Just let me know what I need to elaborate on or to upload any files you need to view like: the mini-Pascal grammar, my lex file, my bison file, my symbol table, code generator, etc.

Thanks in advance,

-Krysis09

Edited 3 Years Ago by happygeek: fixed formatting

This is no GoExpert, yet we do "have a clue".
So, what is your question?

Heh, sorry for the slip up there... anyway, on to my question. I've been referencing Anthony A. Aaby's book: Compiler Construction using Flex and Bison at the following link: Aaby's Book

I am at the point in my compiler creation at which I need to modify my parser file (.y file) to both install and generate code/labels for the grammar (pg. 38 in Aaby's book) for the subset the Pascal language... but, I'm confused as to how to go about it. More specifically, I don't understand WHEN to "install" identifiers, generate code, or, as Aaby put it, "content_check" identifiers in the grammar. I tried starting on doing my calls to install and gen_code, but I doubt I'm doing it correctly...

Install, gen_code(), and context_check() are all methods described by Mr.
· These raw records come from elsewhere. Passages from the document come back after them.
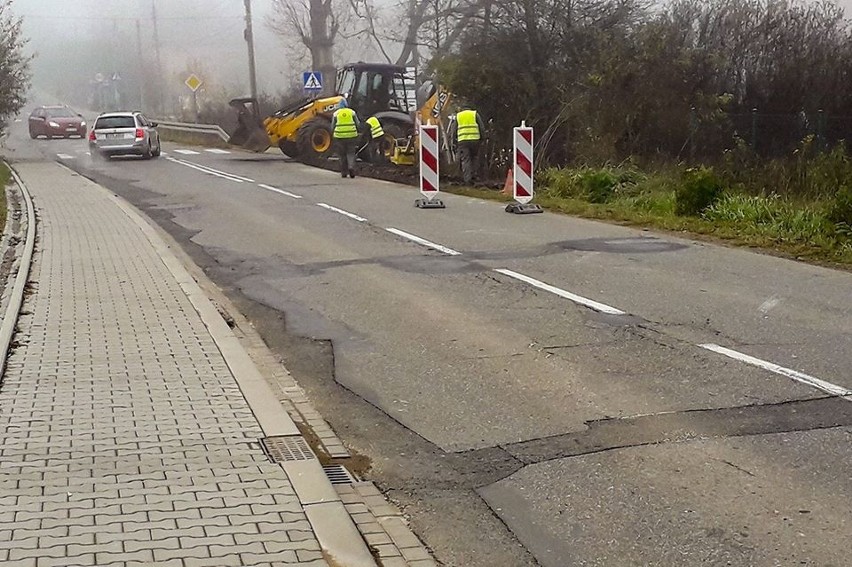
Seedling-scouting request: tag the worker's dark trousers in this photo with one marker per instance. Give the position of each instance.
(376, 153)
(469, 160)
(346, 150)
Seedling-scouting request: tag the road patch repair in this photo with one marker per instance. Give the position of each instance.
(134, 419)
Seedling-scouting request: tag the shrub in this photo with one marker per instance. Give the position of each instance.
(598, 185)
(700, 189)
(840, 210)
(772, 216)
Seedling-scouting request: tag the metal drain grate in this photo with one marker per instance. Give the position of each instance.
(338, 474)
(287, 448)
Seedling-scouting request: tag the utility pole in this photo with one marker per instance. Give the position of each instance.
(141, 66)
(158, 96)
(249, 36)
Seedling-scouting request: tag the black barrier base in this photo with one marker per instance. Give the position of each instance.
(429, 204)
(519, 209)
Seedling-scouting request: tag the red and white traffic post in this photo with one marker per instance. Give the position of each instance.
(429, 168)
(523, 172)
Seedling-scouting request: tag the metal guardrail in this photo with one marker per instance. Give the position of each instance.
(213, 129)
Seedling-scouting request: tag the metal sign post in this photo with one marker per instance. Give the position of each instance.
(194, 83)
(312, 82)
(429, 178)
(523, 172)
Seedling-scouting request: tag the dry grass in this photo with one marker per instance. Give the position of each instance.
(5, 176)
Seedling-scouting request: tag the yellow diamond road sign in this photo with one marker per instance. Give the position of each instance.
(193, 82)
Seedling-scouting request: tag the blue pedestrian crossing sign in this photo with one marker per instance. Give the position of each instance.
(312, 80)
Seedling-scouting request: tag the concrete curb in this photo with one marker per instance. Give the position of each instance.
(334, 528)
(16, 300)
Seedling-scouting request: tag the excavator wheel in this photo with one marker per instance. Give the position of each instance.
(288, 148)
(314, 141)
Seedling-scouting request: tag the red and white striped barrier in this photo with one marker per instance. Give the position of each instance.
(523, 172)
(429, 165)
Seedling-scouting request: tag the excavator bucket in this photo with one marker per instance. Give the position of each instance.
(250, 132)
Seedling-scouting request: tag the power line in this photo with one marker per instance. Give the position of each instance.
(128, 18)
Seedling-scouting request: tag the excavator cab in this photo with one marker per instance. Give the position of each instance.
(250, 132)
(303, 130)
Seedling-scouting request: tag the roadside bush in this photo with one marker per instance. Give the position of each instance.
(840, 210)
(700, 189)
(598, 185)
(595, 185)
(772, 216)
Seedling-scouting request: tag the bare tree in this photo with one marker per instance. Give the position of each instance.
(317, 25)
(14, 64)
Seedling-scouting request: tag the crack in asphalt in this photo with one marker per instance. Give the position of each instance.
(438, 489)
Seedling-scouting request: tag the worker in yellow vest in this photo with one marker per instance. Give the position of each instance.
(374, 134)
(469, 130)
(345, 128)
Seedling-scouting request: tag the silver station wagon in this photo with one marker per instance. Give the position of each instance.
(124, 133)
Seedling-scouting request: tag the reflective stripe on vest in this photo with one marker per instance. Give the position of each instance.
(345, 127)
(468, 128)
(375, 127)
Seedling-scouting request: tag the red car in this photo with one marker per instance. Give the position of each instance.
(56, 121)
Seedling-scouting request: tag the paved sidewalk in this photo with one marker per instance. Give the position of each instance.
(124, 437)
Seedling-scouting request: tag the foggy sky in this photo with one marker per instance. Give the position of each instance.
(210, 31)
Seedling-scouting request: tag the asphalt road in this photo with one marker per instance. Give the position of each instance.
(694, 414)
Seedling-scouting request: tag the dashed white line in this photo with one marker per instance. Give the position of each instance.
(423, 242)
(203, 170)
(590, 303)
(342, 212)
(213, 171)
(234, 175)
(806, 379)
(277, 190)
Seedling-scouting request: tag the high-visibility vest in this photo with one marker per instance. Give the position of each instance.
(468, 127)
(375, 127)
(344, 127)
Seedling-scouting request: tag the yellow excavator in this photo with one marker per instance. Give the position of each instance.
(303, 130)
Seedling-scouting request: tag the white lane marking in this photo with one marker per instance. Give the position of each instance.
(806, 379)
(277, 190)
(234, 175)
(193, 166)
(591, 304)
(342, 212)
(423, 242)
(768, 305)
(219, 171)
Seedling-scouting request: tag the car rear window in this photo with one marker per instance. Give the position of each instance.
(115, 122)
(60, 113)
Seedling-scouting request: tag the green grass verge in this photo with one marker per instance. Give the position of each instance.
(799, 229)
(5, 177)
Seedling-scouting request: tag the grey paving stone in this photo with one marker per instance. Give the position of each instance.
(138, 438)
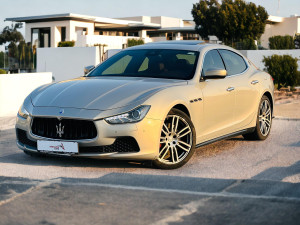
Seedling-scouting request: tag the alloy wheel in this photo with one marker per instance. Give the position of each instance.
(176, 140)
(265, 117)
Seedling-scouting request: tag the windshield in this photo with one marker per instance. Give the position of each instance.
(156, 63)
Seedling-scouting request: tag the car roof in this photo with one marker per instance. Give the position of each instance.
(182, 45)
(178, 45)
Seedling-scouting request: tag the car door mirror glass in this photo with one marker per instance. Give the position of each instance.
(88, 69)
(215, 73)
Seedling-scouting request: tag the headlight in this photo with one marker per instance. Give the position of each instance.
(130, 117)
(23, 112)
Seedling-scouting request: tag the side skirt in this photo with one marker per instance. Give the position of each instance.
(245, 131)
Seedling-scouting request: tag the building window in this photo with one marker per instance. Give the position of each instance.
(63, 33)
(40, 37)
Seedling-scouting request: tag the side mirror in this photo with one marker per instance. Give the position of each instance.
(88, 69)
(215, 73)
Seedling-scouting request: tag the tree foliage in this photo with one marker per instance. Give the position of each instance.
(281, 42)
(11, 34)
(2, 71)
(230, 21)
(283, 68)
(3, 57)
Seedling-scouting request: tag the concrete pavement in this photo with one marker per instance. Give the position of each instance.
(229, 182)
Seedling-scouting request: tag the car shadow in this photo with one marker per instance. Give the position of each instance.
(279, 173)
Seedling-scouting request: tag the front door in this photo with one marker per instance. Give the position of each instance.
(218, 100)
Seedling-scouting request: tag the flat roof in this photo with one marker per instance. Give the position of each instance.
(79, 17)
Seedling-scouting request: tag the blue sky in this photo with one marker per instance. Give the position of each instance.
(123, 8)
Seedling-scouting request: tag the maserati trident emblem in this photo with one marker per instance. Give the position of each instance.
(60, 130)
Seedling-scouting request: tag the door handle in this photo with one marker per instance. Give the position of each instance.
(230, 89)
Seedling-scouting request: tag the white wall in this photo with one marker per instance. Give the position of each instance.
(256, 56)
(14, 88)
(112, 42)
(288, 26)
(68, 62)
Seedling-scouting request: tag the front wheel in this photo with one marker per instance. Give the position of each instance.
(177, 141)
(264, 121)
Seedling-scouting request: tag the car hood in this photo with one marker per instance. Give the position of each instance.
(100, 93)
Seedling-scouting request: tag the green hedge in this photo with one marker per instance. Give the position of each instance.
(2, 71)
(246, 44)
(66, 44)
(283, 69)
(133, 42)
(281, 42)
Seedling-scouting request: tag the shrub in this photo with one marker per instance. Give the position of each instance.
(246, 44)
(283, 68)
(133, 42)
(281, 42)
(66, 44)
(297, 41)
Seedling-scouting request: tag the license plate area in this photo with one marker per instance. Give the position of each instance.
(57, 146)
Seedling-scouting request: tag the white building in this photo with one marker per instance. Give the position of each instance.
(49, 30)
(280, 26)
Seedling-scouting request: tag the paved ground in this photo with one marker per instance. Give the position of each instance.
(288, 109)
(229, 182)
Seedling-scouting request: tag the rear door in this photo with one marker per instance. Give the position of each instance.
(245, 88)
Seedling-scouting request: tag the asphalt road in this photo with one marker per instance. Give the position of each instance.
(228, 182)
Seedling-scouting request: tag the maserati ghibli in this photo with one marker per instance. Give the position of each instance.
(156, 102)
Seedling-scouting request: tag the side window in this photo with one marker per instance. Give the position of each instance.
(144, 65)
(234, 63)
(212, 60)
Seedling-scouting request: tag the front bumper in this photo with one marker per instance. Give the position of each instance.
(145, 133)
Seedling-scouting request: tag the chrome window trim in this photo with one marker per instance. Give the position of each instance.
(247, 65)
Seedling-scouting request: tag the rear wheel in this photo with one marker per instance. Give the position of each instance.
(177, 141)
(264, 121)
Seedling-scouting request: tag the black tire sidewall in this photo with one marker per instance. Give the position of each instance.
(258, 132)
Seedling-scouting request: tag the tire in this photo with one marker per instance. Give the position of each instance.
(263, 121)
(177, 141)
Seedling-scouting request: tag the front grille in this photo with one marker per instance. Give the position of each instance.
(22, 138)
(123, 144)
(67, 129)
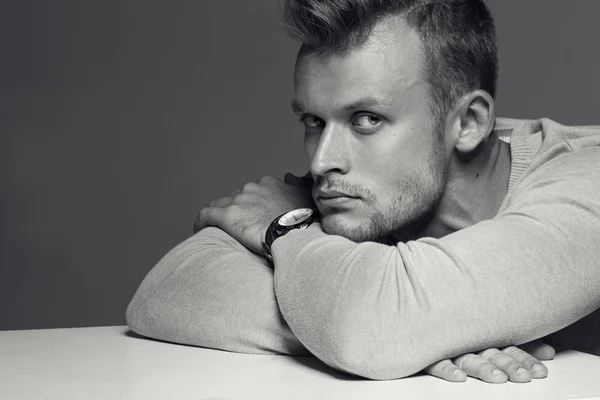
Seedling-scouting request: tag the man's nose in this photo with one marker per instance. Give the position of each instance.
(330, 154)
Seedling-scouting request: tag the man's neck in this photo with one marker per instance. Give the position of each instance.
(475, 189)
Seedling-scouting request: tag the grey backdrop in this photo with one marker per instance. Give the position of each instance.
(121, 119)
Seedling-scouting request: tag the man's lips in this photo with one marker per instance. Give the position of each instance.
(333, 194)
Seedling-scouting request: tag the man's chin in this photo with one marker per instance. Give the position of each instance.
(355, 231)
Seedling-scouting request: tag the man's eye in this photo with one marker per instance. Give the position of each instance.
(312, 122)
(366, 121)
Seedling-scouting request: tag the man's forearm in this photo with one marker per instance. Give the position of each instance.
(210, 291)
(385, 312)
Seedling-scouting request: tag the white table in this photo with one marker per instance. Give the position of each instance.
(113, 363)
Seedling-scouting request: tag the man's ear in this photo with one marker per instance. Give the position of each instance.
(473, 118)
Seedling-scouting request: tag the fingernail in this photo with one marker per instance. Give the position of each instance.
(460, 374)
(538, 369)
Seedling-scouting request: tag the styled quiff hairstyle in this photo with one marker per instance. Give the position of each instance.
(458, 37)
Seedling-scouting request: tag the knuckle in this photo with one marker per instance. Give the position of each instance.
(268, 179)
(461, 361)
(248, 187)
(490, 354)
(511, 350)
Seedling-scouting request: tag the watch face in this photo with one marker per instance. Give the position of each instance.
(295, 217)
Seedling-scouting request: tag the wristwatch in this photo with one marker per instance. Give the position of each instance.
(300, 218)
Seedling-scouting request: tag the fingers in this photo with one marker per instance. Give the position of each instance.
(201, 222)
(208, 216)
(478, 367)
(539, 350)
(536, 369)
(305, 181)
(446, 370)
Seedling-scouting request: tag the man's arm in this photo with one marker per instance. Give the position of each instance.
(386, 312)
(211, 291)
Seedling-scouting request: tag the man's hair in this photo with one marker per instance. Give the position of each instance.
(458, 37)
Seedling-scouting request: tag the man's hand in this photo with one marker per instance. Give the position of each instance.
(494, 366)
(247, 213)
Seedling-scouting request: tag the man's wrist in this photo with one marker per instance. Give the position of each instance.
(295, 219)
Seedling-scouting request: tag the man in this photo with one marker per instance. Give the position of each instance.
(442, 230)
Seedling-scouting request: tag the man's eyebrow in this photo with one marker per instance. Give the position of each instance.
(297, 107)
(364, 102)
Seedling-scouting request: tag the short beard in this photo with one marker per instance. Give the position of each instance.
(411, 209)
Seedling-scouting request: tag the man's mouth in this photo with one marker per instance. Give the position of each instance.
(333, 197)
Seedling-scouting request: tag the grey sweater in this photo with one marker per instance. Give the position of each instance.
(386, 312)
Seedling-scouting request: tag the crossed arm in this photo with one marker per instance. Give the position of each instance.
(385, 312)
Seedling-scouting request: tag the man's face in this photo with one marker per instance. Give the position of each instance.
(376, 151)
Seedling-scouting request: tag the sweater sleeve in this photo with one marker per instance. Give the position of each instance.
(387, 312)
(211, 291)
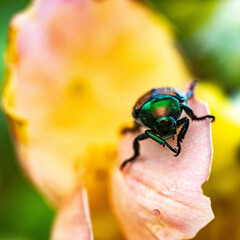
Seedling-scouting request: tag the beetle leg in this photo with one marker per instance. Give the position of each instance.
(189, 112)
(184, 122)
(153, 136)
(133, 129)
(136, 149)
(190, 92)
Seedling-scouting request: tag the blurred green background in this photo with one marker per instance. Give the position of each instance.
(208, 34)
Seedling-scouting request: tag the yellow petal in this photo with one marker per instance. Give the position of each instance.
(159, 196)
(73, 220)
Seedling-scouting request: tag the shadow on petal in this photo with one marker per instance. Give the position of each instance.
(159, 196)
(73, 220)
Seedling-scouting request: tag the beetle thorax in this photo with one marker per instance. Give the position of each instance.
(157, 107)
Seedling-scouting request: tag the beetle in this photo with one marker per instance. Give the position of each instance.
(159, 110)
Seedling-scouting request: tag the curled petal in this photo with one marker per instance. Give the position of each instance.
(159, 196)
(73, 220)
(74, 66)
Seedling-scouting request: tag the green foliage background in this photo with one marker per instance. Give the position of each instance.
(23, 213)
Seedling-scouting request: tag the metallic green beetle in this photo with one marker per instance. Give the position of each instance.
(159, 110)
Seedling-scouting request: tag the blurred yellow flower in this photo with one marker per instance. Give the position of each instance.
(74, 70)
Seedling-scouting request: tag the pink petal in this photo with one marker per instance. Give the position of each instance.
(159, 196)
(73, 220)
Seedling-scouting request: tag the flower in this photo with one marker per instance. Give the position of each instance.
(74, 69)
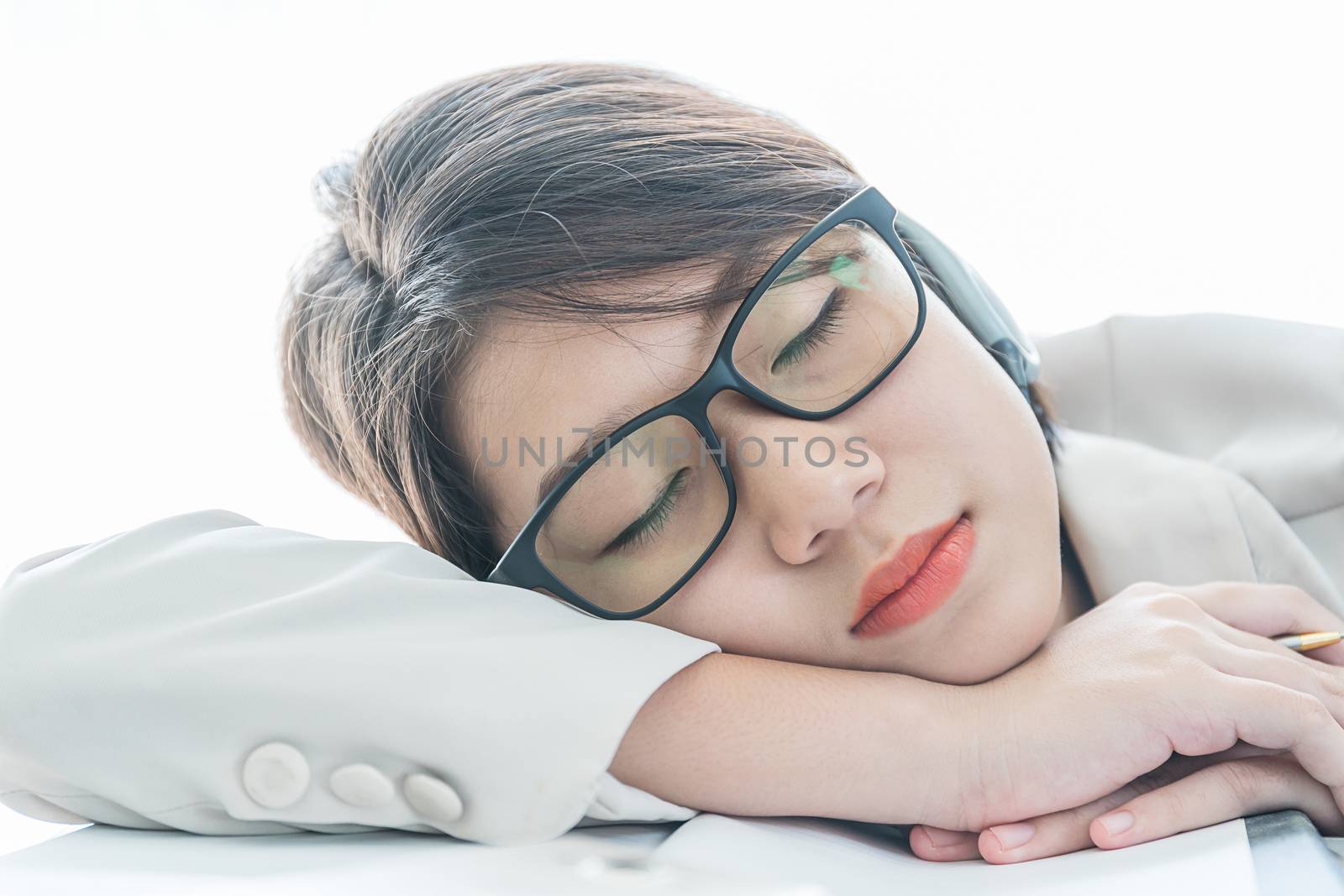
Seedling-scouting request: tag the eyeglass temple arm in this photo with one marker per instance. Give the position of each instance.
(974, 302)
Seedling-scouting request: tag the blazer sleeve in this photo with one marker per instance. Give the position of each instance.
(212, 674)
(1260, 396)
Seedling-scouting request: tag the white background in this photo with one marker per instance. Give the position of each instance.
(1089, 160)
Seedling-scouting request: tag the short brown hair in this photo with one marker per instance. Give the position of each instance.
(526, 188)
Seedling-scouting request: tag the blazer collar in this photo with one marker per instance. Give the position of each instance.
(1139, 513)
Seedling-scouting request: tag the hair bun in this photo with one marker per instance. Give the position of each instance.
(333, 190)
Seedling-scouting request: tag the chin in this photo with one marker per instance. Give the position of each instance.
(984, 658)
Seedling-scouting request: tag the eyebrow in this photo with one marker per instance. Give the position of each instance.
(709, 320)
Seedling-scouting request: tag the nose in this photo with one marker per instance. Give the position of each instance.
(804, 481)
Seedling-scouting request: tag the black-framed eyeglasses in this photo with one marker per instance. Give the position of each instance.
(643, 511)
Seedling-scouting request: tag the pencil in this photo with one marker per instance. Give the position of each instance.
(1310, 640)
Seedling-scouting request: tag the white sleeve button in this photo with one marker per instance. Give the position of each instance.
(362, 785)
(432, 797)
(276, 775)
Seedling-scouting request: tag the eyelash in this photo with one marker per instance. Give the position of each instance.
(816, 333)
(651, 523)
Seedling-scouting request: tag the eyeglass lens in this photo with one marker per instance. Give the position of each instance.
(648, 510)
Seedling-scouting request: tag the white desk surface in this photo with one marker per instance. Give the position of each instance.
(19, 833)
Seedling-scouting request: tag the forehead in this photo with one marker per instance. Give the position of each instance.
(539, 380)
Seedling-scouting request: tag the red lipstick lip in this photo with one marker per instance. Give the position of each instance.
(885, 602)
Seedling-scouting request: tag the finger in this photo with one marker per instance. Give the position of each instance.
(942, 846)
(1323, 681)
(1269, 715)
(1215, 794)
(1068, 831)
(1269, 610)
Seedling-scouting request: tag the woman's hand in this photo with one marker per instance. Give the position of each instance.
(1186, 792)
(1155, 671)
(1182, 794)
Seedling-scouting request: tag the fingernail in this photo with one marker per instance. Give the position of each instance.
(1015, 835)
(945, 837)
(1117, 822)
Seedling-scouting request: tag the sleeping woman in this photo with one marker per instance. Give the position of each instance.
(732, 490)
(605, 333)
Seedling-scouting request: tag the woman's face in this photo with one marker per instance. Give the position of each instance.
(945, 432)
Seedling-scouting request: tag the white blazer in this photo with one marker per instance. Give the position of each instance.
(213, 674)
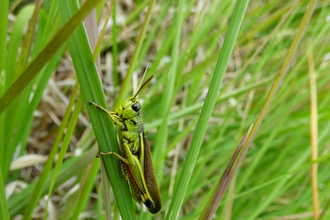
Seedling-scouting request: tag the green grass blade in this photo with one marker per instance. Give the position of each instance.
(207, 109)
(45, 55)
(4, 213)
(126, 84)
(92, 90)
(114, 45)
(34, 199)
(86, 188)
(169, 92)
(4, 5)
(65, 145)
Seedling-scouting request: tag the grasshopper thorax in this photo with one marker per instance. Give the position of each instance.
(129, 108)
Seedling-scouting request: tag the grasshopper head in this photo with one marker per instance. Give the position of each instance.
(129, 108)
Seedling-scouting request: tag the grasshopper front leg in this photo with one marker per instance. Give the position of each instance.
(114, 154)
(114, 118)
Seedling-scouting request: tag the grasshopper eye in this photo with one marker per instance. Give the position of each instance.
(136, 107)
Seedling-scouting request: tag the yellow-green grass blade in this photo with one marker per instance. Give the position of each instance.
(126, 83)
(207, 109)
(92, 90)
(4, 213)
(45, 55)
(65, 145)
(71, 167)
(7, 76)
(34, 199)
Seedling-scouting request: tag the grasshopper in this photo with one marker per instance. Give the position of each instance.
(136, 163)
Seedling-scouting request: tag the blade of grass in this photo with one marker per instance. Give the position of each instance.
(45, 55)
(114, 45)
(65, 145)
(168, 94)
(34, 199)
(222, 186)
(313, 131)
(86, 187)
(4, 7)
(207, 109)
(70, 168)
(92, 90)
(126, 83)
(4, 213)
(275, 86)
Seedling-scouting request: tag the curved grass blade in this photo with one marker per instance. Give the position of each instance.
(91, 89)
(45, 55)
(207, 109)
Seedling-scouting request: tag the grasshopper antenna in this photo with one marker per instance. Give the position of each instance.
(140, 87)
(139, 90)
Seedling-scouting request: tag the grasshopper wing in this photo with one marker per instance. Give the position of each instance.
(150, 177)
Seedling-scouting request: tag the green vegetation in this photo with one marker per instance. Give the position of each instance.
(218, 67)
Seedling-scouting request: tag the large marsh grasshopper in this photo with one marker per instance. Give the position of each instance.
(136, 163)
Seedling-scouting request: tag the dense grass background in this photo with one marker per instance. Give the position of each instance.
(49, 137)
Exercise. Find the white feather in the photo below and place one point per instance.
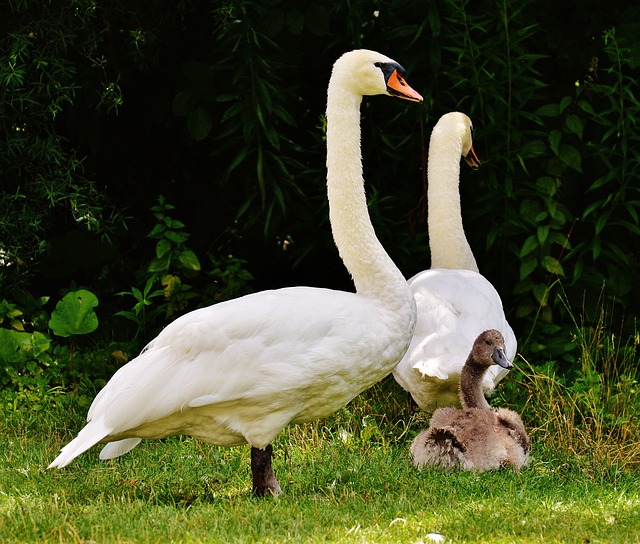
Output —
(239, 371)
(455, 302)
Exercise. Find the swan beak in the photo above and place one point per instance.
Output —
(397, 86)
(500, 358)
(472, 159)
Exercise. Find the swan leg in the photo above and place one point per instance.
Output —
(264, 480)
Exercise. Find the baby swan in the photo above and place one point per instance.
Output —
(476, 437)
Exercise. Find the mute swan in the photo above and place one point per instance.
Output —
(239, 371)
(476, 437)
(455, 302)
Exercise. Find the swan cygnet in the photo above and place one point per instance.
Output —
(476, 437)
(239, 371)
(455, 302)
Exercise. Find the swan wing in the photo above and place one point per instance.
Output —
(249, 359)
(454, 307)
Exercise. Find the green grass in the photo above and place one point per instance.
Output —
(348, 479)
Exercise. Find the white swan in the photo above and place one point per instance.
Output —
(476, 437)
(455, 302)
(239, 371)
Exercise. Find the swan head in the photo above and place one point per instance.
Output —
(369, 73)
(488, 349)
(460, 124)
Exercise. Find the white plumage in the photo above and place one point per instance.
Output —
(455, 302)
(239, 371)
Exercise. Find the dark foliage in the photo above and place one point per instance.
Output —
(218, 106)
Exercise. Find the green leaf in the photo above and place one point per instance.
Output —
(527, 266)
(162, 247)
(533, 148)
(177, 237)
(74, 314)
(543, 233)
(199, 124)
(574, 125)
(571, 157)
(586, 107)
(530, 244)
(550, 110)
(554, 141)
(183, 103)
(552, 265)
(159, 265)
(564, 103)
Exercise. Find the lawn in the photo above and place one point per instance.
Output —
(348, 479)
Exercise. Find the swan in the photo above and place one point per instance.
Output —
(239, 371)
(475, 437)
(455, 302)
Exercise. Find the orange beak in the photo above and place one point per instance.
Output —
(397, 86)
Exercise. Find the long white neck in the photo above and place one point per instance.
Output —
(447, 241)
(373, 272)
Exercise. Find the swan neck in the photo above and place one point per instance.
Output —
(447, 240)
(372, 270)
(471, 395)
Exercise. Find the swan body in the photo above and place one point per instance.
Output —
(239, 371)
(475, 437)
(455, 302)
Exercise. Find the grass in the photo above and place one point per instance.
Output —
(348, 479)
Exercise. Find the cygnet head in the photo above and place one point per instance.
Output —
(488, 349)
(458, 123)
(369, 73)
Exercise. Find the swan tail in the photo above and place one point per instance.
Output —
(87, 437)
(118, 448)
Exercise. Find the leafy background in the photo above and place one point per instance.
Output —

Aaby which:
1. Place a symbol into the symbol table
2. Generate the code for a particular terminal symbol (I think!)
and
3. Check whether a particular symbol exists in the symbol table... (or something to that effect).

Here are the methods I've written (basically based off of Aaby's methods) to install, generate code, and check the context of symbols of the grammar:

install( char *sym_name )
{
        symrec *s;

        s = lookup( sym_name );
        if(s == 0)
                s = insert(sym_name);
        else
        {
                errors++;
                printf( "%s is already defined\n", sym_name );
        }
}

context_check( enum code_ops operation, char *sym_name )
{
        symrec *identifier;

        identifier = lookup( sym_name );

        if( identifier == 0 )
        {
                errors++;
                printf( "%s", sym_name );
                printf( "%s\n", " is an undeclared identifier." );
        }
        else
                gen_code( operation, identifer->offset );
}
/* Generates code at the current offset */
void gen_code( enum code_ops operation, int arg )
{
        code[code_offset].op = operation;
        code[code_offset++].arg = arg;
}

Where insert and lookup() are methods in my symbol table header file that inserts a new symbol and looks up a symbol name in the symbol table (respectively).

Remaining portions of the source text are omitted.